Breaking out of silos: The importance of holistic financial crime risk management

Traditionally, fraud and AML have been overseen separately. On one hand, it’s true that each field entails specific scenarios that require specialized expertise. For example, the chargeback process is specific to fraud and requires somebody that understands it. 

However, the need for specialization does not necessarily require firms to segregate these processes. For example, fraud is one of many predicate offenses that feed into money laundering, alongside drug and human trafficking, environmental crime, and murder. If a customer commits fraud, they will eventually need to launder their illegally-acquired assets before using them.

Firms are better off looking at financial crime risk as a whole, and then devising systems suited to their unique risks, from fraud to AML and beyond. There are several steps to this holistic risk-based approach:

1. Complete an updated risk assessment – This should not be limited to fraud or AML but should cover the spectrum of financial crime scenarios. The firm should thoroughly analyze which typologies and scenarios it is likely to be exposed to given its customers, products, and jurisdictions. 
2. Identify targeted risk – Firms can then identify their particular vulnerabilities and the controls needed to manage their unique risks. 
3. Build controls holistically – Consider what combination of risks each product is most exposed to, and build controls reflecting that exposure. Some products’ controls might need to focus on certain typologies over others, while others might require a combination. The point is that the controls should be determined by looking at the whole risk each part of the business is exposed to, without pre-determining expected categories. Only then can the true risk be addressed thoroughly.

As firms begin exploring different risk scenarios, they will see that there’s actually quite a spread of vulnerability. Risk is not siloed. Many controls can cross traditional fraud/AML siloes to mitigate many different risks at once.

The importance of agile risk management workflows

Firms are generally good at recognizing new typologies when they emerge, whether as part of investigations, following law enforcement alerts, or due to alerts from fellow financial institutions. In the future, data sharing will further enable effective response to changing risks. 

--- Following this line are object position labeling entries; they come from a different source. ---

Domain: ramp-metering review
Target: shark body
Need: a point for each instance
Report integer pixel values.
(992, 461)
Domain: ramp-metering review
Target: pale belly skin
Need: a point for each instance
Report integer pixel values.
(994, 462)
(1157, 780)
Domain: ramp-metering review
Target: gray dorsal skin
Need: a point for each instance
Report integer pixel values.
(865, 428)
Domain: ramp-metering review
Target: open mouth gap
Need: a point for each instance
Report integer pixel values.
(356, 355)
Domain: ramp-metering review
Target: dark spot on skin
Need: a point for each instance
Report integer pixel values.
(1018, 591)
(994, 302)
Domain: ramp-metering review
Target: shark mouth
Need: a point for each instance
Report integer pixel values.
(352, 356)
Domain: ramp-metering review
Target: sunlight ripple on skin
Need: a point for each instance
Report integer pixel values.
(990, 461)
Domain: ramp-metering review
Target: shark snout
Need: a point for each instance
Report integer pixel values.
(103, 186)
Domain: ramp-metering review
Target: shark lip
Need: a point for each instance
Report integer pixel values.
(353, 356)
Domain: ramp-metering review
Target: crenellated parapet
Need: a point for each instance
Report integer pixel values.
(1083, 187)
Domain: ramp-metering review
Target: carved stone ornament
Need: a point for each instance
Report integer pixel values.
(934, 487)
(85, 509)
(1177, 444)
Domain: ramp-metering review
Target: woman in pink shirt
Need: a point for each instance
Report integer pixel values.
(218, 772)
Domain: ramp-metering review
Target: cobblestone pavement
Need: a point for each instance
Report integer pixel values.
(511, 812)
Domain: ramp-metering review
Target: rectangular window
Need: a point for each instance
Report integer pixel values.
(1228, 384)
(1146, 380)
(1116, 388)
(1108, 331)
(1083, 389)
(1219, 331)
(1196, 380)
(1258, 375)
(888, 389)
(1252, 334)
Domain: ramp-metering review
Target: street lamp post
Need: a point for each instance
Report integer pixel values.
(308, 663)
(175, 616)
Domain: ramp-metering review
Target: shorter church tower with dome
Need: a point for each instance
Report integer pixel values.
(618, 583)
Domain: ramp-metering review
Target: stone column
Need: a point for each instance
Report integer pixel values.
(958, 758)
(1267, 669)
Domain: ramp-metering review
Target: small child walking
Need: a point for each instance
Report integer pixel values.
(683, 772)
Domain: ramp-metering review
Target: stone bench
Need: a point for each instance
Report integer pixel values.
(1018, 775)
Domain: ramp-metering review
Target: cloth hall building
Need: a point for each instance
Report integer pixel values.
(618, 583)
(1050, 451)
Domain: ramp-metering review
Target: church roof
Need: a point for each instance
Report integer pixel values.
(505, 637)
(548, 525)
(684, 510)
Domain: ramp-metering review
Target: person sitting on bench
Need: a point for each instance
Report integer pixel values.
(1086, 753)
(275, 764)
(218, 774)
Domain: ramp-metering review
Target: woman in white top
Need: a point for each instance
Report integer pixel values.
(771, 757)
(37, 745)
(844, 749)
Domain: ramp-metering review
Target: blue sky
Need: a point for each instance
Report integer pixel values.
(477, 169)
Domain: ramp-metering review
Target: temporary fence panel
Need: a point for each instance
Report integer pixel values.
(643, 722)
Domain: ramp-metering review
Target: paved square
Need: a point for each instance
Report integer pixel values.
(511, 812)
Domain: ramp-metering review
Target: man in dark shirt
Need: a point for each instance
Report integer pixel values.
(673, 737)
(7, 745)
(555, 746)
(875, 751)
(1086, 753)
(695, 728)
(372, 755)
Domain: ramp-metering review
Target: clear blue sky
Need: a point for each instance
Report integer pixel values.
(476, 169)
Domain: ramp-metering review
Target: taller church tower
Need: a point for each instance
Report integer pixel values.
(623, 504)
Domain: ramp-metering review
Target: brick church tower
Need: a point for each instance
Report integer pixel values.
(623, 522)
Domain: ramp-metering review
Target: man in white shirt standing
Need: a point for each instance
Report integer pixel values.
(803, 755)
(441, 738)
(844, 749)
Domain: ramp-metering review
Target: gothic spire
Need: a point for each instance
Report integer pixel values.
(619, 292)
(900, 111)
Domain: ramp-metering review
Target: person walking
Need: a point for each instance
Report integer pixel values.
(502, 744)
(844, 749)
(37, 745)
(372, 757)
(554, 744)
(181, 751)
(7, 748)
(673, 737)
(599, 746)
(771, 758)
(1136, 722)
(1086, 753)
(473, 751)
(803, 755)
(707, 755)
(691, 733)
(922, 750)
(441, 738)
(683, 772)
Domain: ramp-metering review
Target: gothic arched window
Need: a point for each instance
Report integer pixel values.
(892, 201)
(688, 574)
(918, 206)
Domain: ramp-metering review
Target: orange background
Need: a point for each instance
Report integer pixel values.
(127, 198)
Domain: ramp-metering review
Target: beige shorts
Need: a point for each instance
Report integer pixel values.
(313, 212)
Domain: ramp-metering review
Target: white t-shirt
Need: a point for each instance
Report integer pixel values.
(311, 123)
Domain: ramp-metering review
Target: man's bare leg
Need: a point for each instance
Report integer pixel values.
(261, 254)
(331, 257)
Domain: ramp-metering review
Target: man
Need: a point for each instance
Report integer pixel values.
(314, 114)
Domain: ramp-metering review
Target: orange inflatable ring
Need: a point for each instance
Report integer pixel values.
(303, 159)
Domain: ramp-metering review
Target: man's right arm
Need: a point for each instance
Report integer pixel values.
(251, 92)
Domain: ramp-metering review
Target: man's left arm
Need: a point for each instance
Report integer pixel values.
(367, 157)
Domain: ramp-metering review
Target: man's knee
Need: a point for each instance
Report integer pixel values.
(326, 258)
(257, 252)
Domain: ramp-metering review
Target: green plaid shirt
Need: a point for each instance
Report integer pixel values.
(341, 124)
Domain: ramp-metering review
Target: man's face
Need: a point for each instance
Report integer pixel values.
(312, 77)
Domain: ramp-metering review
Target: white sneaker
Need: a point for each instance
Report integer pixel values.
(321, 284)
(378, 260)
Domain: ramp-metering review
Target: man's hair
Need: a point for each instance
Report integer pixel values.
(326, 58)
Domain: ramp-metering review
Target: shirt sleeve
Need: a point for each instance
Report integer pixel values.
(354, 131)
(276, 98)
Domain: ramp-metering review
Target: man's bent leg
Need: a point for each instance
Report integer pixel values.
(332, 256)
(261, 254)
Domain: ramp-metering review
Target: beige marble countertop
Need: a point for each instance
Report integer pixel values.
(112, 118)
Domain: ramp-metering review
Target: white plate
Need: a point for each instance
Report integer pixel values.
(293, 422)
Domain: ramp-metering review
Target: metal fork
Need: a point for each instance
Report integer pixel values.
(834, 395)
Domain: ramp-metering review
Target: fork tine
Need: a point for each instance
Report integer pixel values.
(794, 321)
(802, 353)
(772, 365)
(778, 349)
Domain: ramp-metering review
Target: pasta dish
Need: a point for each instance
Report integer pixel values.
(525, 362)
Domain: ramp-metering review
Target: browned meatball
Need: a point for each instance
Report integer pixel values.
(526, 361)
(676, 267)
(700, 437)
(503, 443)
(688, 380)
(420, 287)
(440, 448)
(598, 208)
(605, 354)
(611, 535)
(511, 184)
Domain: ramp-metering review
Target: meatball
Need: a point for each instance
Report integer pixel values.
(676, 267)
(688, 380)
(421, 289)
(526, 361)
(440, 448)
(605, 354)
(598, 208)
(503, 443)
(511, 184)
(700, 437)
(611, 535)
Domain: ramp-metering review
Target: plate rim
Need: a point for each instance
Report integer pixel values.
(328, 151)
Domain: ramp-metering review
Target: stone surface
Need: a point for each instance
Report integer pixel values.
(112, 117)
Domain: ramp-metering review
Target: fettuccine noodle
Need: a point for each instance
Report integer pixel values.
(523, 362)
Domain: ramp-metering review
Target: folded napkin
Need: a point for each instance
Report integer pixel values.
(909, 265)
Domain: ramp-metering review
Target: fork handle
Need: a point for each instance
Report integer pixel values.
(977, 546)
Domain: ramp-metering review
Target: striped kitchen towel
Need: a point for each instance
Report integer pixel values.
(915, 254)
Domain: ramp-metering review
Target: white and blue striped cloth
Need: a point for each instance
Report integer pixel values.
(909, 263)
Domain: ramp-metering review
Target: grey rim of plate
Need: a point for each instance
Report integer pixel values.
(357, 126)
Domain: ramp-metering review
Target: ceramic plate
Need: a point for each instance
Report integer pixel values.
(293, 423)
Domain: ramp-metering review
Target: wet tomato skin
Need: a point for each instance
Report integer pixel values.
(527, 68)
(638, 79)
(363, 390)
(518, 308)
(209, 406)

In spite of this, firms may struggle to rapidly adapt their transaction monitoring systems to these typologies. Two main reasons stand out: underdelveloped technology and overly complex governance structures requiring excessive sign-off for every system or rule change. As the data required to keep up with financial crime and AML regulations becomes more complex, firms need streamlined solutions that don’t compromise on accountability or risk. To this end, AI-driven transaction monitoring tools can support agile risk management by constantly learning and adapting. 

Meanwhile, as their workflows become more streamlined, firms will also need to review their governance structures. It’s important they continue to provide accountability while supporting an efficient, risk-based approach. Firms can ensure their transaction monitoring and governance structures support a fast-moving, risk-based process by undertaking regular enterprise-wide risk assessments (EWRA) and independent testing and audits.

Key takeaways

As firms face increasingly complex risk data and evolving regulatory requirements, a technology-driven response is emerging. The support of new AI-driven tools is allowing financial institutions to allocate their resources where their risks are, while ensuring ongoing quality and consistency. With the rise of more data sharing, firms will be able to take advantage of unparalleled risk insights.

Built on agility and born into a fast-paced financial crime world, fintechs are in a unique position to lead the way. But traditional firms also have the opportunity to rise to the top by adopting a more agile approach. As firms build more adaptable financial crime teams, they will better protect themselves from loss and improve regulatory accountability, while protecting their customers and reputations.